A Paris, Naoufel tombe amoureux de Gabrielle. Un peu plus loin dans la ville, une main coupée s’échappe d’un labo, bien décidée à retrouver son corps. S’engage alors une cavale vertigineuse à travers la ville, semée d’embûches et des souvenirs de sa vie jusqu’au terrible accident. Naoufel, la main, Gabrielle, tous trois retrouveront, d’une façon poétique et inattendue, le fil de leur histoire...
C’est juste une histoire toute simple que j’ai un peu compliquée, c’est tout
Ça doit être apaisant d'être coupé du monde
(Naoufel à Gabrielle)
Rares sont les longs métrages d’animation où se marient avec élégance l’excellence technique, l’originalité du scénario, la prouesse des formes et mouvements et une atmosphère à la fois poétique et surréaliste.

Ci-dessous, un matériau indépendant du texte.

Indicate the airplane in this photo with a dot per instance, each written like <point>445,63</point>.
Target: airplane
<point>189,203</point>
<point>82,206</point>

J’ai perdu mon corps a cette singularité exceptionnelle
La première personne -le pronom "je" du titre- renvoie à la main coupée en quête de son corps ... Nous la suivons " filmée" à sa hauteur déambulant dans la complexité hostile de l’environnement urbain….Un membre fantôme bien vivant dans sa reptation (compacité main et poignet) sa désarticulation (autonomie des doigts érectiles usant de leurs capacités tactiles et préhensiles chorégraphiant l’espace); avec des mouvements d’accélérés ou de ralentis qui scandent une course d’obstacles (trafic urbain, escalators, métro, rats voraces etc..); une main astucieuse qui échappe à la noyade en s’accrochant à une balle de tennis ou qui utilise un parapluie comme parachute...pour ne pas s’écraser au sol…)
Mais le réalisateur se plaît à entrecroiser plusieurs temporalités : car il y a l’avant et l’après main coupée (en écho l’avant et l’après accident qui a coûté la vie aux parents de Naoufel) Et ces temporalités se superposent se côtoient se confondent ...créent des lignes de fuite avec une extraordinaire fluidité !!
De même coexistent trois récits -chacun bénéficie d’ailleurs d’un traitement spécifique - celui de la main, celui de Naoufel enfant -en noir et blanc- toujours à l’écoute de sons et de voix qu’il enregistre en permanence et celui de l’adolescent, nonchalant livreur de pizzas, qui s’éprend d’une voix, avant que celle-ci ne s’incarne dans la personne... de Gabrielle.
Cette coexistence illustre d’ailleurs la thématique récurrente de la "cassure" "déchirure" et de son corollaire : la reconstruction -à la fois psychologique et...métaphorique…- Une reconstruction qui s’appuie sur la mémoire (comment attraper une mouche ? "viser à côté anticiper son mouvement," recommandait le père….et ce n’est pas pur hasard que cette récurrence de la mouche dont les bourdonnements sont amplifiés par la bande-son et dont la taille variera selon le point de vue)
La main coupée vivante à la recherche de son corps est dans ce film -qui mélange noir et blanc et couleur, animation 3D et dessin 2D -, la métaphore d’une quête d’identité - l’amour en est l’épiphanie ! Et la musique de Dan Levy lui confère l'ampleur d'une Odyssée.